Drop a materialized view
DROP MATERIALIZED VIEW mv_name;After you drop a materialized view, the system automatically cleans up the corresponding delta table if the delta_mv_auto_cleanup = ON parameter is enabled (default).
Management and monitoring
List of materialized views
SELECT
table_name,
table_schema,
base_tables,
first_refresh_time,
refresh_strategy,
last_start_time,
last_end_time
FROM mysql.view_materialized_info
WHERE refresh_strategy = 'FAST';All materialized views
SELECT * FROM mysql.view_materialized_info;Refresh task queue
SELECT * FROM information_schema.materialized_view_refresh_queue;FAQ
How to verify incremental refresh?
Use the following statement to verify that the refresh_strategy is FAST. You can also check the last_refresh_status column for the result of the most recent refresh.
SELECT table_name, refresh_strategy, last_start_time, last_end_time
FROM mysql.view_materialized_info;When is the materialized view updated?
Before a refresh, the view's data reflects its state at the time of the last refresh. To update the data, you must manually run REFRESH MATERIALIZED VIEW mv_name.
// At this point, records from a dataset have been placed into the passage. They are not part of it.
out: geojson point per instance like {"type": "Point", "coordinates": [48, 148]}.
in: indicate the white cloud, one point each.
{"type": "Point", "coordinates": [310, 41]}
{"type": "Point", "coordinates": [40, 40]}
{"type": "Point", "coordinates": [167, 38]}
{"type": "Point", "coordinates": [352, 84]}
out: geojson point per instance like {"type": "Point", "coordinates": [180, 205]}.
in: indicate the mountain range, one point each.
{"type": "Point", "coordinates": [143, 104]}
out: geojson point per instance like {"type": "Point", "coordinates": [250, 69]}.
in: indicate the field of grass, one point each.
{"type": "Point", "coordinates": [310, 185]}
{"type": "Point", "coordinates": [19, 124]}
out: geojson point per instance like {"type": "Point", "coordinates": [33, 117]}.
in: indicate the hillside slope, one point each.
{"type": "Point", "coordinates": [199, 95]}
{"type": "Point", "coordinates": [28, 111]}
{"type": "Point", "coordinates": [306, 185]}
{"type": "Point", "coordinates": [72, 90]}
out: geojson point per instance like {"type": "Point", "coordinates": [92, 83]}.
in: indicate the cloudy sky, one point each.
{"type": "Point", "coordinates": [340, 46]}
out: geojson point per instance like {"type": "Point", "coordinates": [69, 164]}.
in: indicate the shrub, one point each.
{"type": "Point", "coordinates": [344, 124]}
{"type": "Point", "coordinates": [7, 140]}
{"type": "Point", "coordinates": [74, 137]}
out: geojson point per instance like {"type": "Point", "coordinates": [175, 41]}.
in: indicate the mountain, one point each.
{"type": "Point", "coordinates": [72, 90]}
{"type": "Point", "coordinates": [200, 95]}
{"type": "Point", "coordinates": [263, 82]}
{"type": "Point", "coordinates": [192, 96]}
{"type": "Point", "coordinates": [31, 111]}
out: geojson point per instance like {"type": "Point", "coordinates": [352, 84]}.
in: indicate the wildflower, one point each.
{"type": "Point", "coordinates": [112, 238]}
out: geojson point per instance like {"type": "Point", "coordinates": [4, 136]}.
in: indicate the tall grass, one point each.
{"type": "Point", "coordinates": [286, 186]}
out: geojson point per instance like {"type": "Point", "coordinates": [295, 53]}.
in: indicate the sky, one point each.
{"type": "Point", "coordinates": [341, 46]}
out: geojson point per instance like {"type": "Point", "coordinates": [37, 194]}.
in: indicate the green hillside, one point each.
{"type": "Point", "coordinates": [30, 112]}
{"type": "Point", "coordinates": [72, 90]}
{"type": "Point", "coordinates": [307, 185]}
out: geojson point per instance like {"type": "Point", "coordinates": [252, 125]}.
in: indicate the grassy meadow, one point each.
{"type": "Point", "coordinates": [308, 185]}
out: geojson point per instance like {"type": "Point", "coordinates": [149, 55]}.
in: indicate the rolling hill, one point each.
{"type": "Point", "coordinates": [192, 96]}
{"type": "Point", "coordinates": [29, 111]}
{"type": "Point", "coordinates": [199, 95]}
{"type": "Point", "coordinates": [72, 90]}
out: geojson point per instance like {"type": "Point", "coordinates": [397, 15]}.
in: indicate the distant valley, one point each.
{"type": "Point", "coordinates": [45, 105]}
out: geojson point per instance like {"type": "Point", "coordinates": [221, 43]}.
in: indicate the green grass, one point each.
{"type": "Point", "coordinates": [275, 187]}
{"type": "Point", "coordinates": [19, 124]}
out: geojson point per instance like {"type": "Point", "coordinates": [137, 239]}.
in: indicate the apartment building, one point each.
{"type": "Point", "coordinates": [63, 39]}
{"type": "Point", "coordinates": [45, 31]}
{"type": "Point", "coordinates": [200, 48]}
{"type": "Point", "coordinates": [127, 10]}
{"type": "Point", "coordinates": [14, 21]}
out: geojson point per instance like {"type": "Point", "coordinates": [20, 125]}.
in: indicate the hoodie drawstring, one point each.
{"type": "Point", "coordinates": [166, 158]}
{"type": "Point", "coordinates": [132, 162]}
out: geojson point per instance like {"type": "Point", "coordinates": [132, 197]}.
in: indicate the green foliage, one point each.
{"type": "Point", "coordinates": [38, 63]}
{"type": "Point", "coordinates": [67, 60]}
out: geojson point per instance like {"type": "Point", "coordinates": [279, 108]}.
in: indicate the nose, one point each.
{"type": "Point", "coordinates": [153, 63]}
Is the base table locked during refresh?
No. You can continue to perform normal read and write operations on the base table during an incremental refresh without any impact.
Is aggregation supported for incremental refresh?
Incremental refresh is currently supported for single-table aggregation. Multi-table aggregation and UNION ALL are not currently supported.
What is the minimum refresh interval?
The minimum refresh interval is currently 1 second.